Now this is not how I would typically recommend proceeding. The purchasing of main pieces of furniture should generally be the last thing or at least near the end of a renovation list. But sometimes in the design of a home, things don't come together efficiently or necessarily in the right order. 

The main reason for us jumping out of order and why I feel fine with doing it, is that we really need a new sofa! Ours is my post college sofa that my parents bought for me for my first apartment. I think it was originally $400 and is now in its 7th year of use. It has been moved 4 times, been spilled on and stained an unmentionable amount and has never been professionally cleaned. I/we never anticipated having it this long and have really pushed its limits in terms of acceptability. We have put off purchasing a new sofa because I didn't want to do so without having a plan for our renovation. So now that we have a plan, one that is well designed and attainable in the near future, we are moving forward with the big purchase.

First, the living room plan. We need a sofa that will work with our existing layout and one that will work with the new. Our current room floor plan below.

The room is challenging because it is 1.) not that big 2.) has a flue that protrudes into the room and 3.) has 4 door openings and 3 doors. Its positives are that 1.) it is close to the kitchen 2.) has good natural light through a pair of french doors and one large window and 3.) has the original chair rail and molding. To address the negatives and accentuate the positives (plus keep in mind the flow of the rest of the first floor) I have come up with this plan. 

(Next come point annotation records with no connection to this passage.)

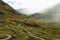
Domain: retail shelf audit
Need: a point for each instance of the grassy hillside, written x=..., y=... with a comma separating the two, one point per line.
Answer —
x=15, y=26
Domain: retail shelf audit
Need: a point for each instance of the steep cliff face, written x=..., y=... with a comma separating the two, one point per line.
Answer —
x=8, y=13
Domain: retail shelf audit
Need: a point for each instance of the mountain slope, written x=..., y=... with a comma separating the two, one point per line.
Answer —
x=7, y=12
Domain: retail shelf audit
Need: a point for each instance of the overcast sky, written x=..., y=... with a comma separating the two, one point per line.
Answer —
x=32, y=5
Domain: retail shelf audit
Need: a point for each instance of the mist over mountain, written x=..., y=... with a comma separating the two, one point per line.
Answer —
x=8, y=13
x=54, y=12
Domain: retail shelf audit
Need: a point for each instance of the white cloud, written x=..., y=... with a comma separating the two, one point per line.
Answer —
x=36, y=5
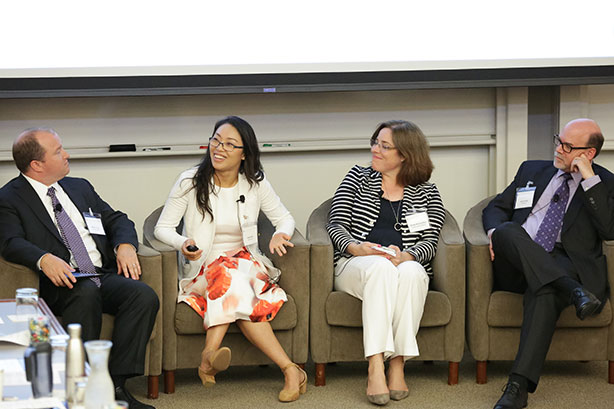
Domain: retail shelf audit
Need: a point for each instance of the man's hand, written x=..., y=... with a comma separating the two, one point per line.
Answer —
x=127, y=261
x=583, y=165
x=58, y=271
x=279, y=242
x=190, y=255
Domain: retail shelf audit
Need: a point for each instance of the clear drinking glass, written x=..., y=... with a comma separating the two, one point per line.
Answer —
x=26, y=301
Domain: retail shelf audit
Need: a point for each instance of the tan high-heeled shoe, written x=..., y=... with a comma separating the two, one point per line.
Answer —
x=286, y=395
x=216, y=361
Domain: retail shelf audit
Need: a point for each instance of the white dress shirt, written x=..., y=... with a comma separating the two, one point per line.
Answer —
x=74, y=214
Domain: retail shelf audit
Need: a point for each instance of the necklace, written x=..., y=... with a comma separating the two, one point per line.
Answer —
x=397, y=225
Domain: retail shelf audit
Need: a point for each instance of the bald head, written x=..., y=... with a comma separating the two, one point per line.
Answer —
x=587, y=131
x=27, y=148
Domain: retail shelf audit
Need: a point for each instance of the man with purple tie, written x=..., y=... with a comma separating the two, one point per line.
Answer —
x=84, y=250
x=546, y=231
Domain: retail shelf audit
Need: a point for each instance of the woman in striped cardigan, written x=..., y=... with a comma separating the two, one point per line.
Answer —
x=384, y=224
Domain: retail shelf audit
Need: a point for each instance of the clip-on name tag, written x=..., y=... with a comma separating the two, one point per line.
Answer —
x=524, y=196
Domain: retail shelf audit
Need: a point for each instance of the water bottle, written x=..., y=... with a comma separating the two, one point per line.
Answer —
x=75, y=362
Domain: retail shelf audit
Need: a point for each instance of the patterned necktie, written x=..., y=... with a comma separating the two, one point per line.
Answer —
x=550, y=227
x=72, y=238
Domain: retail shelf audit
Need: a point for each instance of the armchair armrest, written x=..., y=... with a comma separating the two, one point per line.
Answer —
x=479, y=281
x=294, y=266
x=449, y=278
x=321, y=281
x=608, y=250
x=151, y=268
x=15, y=276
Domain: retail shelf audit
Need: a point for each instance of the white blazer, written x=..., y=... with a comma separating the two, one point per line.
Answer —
x=181, y=203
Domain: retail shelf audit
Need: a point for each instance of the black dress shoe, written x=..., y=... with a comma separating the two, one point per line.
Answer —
x=121, y=393
x=586, y=303
x=514, y=397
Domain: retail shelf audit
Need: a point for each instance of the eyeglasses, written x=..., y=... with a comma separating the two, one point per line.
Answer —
x=227, y=146
x=383, y=146
x=567, y=147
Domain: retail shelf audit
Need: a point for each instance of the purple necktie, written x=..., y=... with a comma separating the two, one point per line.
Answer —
x=550, y=227
x=72, y=238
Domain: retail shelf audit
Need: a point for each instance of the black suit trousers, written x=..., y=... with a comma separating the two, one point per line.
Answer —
x=134, y=305
x=523, y=266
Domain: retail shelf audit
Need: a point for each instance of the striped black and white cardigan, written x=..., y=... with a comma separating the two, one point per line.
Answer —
x=355, y=209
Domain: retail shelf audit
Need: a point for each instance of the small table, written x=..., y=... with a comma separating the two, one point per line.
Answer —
x=10, y=351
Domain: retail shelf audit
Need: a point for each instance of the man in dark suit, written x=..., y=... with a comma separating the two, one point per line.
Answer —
x=546, y=231
x=55, y=224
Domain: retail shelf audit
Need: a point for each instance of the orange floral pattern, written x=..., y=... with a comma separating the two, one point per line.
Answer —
x=234, y=286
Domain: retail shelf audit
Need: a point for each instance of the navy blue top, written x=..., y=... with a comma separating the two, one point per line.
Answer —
x=383, y=231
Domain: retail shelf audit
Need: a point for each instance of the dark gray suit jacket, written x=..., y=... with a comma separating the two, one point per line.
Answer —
x=588, y=221
x=27, y=232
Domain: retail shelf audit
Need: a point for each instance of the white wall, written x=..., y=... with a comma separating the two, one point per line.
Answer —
x=139, y=184
x=595, y=102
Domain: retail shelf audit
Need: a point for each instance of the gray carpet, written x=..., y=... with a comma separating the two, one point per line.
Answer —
x=564, y=385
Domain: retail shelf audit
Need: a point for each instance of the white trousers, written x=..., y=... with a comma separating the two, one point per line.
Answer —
x=393, y=300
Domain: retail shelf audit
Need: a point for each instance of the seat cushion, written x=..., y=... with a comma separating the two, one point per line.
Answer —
x=188, y=322
x=343, y=310
x=505, y=310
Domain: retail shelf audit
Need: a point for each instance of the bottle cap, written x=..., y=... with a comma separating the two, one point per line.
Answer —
x=74, y=330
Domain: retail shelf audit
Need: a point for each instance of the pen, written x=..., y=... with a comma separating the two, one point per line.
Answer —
x=161, y=148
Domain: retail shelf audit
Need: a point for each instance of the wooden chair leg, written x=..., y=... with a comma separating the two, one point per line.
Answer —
x=453, y=373
x=480, y=372
x=169, y=381
x=320, y=374
x=153, y=385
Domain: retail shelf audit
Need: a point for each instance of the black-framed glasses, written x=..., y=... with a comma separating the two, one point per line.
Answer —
x=227, y=146
x=567, y=147
x=382, y=145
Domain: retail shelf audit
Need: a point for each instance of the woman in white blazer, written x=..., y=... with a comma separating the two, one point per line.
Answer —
x=224, y=276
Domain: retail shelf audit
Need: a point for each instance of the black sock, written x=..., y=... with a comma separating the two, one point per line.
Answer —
x=521, y=380
x=565, y=285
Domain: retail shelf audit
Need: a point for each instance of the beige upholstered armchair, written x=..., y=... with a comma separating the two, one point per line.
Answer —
x=494, y=318
x=184, y=337
x=336, y=317
x=17, y=276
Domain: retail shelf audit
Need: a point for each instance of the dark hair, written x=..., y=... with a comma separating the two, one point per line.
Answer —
x=250, y=166
x=595, y=140
x=26, y=148
x=413, y=147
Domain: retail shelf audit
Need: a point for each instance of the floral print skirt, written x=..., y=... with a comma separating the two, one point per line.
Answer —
x=233, y=288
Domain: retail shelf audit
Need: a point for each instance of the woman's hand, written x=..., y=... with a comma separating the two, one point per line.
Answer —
x=400, y=256
x=365, y=249
x=190, y=255
x=279, y=242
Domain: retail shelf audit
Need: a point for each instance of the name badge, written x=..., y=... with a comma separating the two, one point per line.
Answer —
x=524, y=196
x=94, y=223
x=417, y=221
x=250, y=234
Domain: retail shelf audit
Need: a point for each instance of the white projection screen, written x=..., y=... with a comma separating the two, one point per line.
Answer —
x=160, y=47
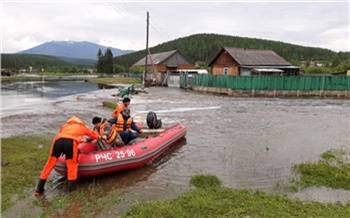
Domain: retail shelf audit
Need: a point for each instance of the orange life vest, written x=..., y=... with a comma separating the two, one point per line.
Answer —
x=111, y=136
x=75, y=129
x=119, y=126
x=118, y=110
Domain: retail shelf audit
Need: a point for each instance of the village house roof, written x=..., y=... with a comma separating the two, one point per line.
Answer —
x=161, y=58
x=254, y=57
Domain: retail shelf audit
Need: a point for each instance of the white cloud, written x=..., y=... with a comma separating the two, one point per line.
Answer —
x=122, y=24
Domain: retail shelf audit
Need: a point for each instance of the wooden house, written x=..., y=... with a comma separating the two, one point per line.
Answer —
x=161, y=66
x=249, y=62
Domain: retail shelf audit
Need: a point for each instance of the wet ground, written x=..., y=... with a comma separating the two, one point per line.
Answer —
x=246, y=142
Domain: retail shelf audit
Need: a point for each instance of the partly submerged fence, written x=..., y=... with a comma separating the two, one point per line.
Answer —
x=286, y=83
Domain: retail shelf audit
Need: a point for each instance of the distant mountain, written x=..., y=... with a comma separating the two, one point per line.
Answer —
x=71, y=49
x=204, y=47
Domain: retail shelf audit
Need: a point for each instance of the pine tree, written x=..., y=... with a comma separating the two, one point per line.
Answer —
x=99, y=64
x=108, y=65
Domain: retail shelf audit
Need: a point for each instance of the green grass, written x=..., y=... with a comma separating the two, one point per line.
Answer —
x=332, y=170
x=214, y=201
x=26, y=156
x=115, y=80
x=85, y=203
x=208, y=198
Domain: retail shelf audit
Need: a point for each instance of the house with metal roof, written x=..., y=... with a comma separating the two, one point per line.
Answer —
x=163, y=68
x=248, y=62
x=169, y=60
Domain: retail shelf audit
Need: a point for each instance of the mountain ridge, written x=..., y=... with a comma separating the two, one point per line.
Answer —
x=72, y=49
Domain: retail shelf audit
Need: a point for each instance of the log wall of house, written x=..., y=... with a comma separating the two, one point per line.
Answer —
x=224, y=60
x=164, y=68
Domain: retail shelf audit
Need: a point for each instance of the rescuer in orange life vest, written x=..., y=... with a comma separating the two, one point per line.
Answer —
x=109, y=137
x=66, y=142
x=121, y=107
x=124, y=124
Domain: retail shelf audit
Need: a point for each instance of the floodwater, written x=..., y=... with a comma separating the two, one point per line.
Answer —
x=247, y=143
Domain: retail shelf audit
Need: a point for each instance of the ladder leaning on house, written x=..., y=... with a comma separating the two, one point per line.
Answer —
x=166, y=77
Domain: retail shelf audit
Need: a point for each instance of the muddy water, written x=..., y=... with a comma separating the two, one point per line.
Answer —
x=246, y=142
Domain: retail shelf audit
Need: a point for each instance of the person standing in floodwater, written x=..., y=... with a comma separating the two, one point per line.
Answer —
x=66, y=142
x=121, y=107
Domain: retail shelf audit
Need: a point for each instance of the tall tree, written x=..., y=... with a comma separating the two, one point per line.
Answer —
x=108, y=65
x=99, y=64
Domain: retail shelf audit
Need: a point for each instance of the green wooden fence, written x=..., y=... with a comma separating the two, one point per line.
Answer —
x=126, y=91
x=288, y=83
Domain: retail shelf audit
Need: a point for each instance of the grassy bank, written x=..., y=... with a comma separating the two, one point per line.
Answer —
x=26, y=156
x=332, y=170
x=115, y=80
x=215, y=201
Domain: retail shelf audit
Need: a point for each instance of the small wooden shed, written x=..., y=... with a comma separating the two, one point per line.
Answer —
x=248, y=62
x=161, y=65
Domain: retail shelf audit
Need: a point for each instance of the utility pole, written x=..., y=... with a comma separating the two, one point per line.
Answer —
x=147, y=33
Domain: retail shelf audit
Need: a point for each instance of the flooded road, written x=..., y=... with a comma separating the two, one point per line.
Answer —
x=246, y=142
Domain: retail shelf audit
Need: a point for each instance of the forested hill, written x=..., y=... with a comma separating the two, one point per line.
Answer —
x=204, y=47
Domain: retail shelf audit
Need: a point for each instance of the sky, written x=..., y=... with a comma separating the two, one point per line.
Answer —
x=122, y=24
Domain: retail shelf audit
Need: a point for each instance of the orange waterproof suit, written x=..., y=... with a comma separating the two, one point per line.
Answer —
x=118, y=109
x=66, y=142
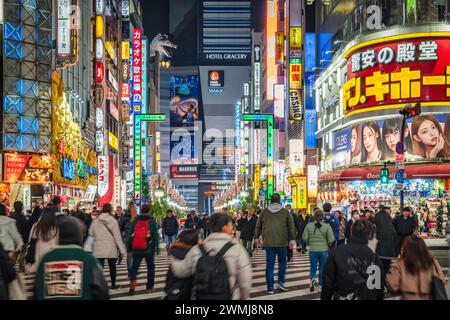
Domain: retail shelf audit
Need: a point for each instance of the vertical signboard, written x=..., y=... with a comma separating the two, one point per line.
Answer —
x=137, y=70
x=278, y=101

The first big gesture of the plan is to change the room's opening to our back hall and kitchen. Essentially, we will be closing in the current access and a closet to create a large center opening. This will allow for a partial open floor plan with sight lines from the living room into the kitchen and from the front door all the way to the back of the house. The second big gesture is to fur out the flue bump out to make a proper fireplace. We haven't figured out how or if we will retro fit the flue to be a working fireplace but by widening the bump out we will make an architectural feature out of what currently is an awkward eye sore. 

Now for the furniture plan. The obvious and really only starting point is for the sofa to go opposite what will be the new focal point in the room - the fireplace. And if you refreshed your memory by reading the September post, you know that I had pretty much decided on a sectional. Specifically, the Carlisle chaise sectional from Pottery Barn. In the plan, the sectional would look like this.

The main draw back of this configuration is that the chaise extends into the center opening. Meaning you would have to walk around it to get into the room. With the renovation, the back hall is going to generously sized so I do think it would work if we really wanted it to. However, the sofa is already largely scaled for the room and I worry about how big it will feel - especially if it obstructs the opening. If we did the regular sized Carlisle at 80" long it would look like this in plan.

And if we did the grand Carlisle at 90.5" it would look like this in layout.


Design wise, I would say the standard 80" size is best scale for the room. In fact, if I was being really design focused I would probably not recommend this sofa at all because of its 45" depth. A narrower sofa would be more in proportion to the room something around 38". But its not always all about design but balancing design with wants/needs and what we want is a big, cozy deep sofa. 

So what have we decided on....the grand Carlisle sofa! We had the opportunity to sit on the grand over Thanksgiving in Chicago (our local store didn't have the model) and found the extra length along with how deep and cozy the sofa already is made the chaise not really necessary. Nice but not needed. And considering our room plan as well as the greater versatility of a sofa over a sectional, we have pretty much decided. We also know we want the one bench cushion - no center sag - and the down blend cushion. Now we just have to select the fabric.....

I hope everyone has a great weekend!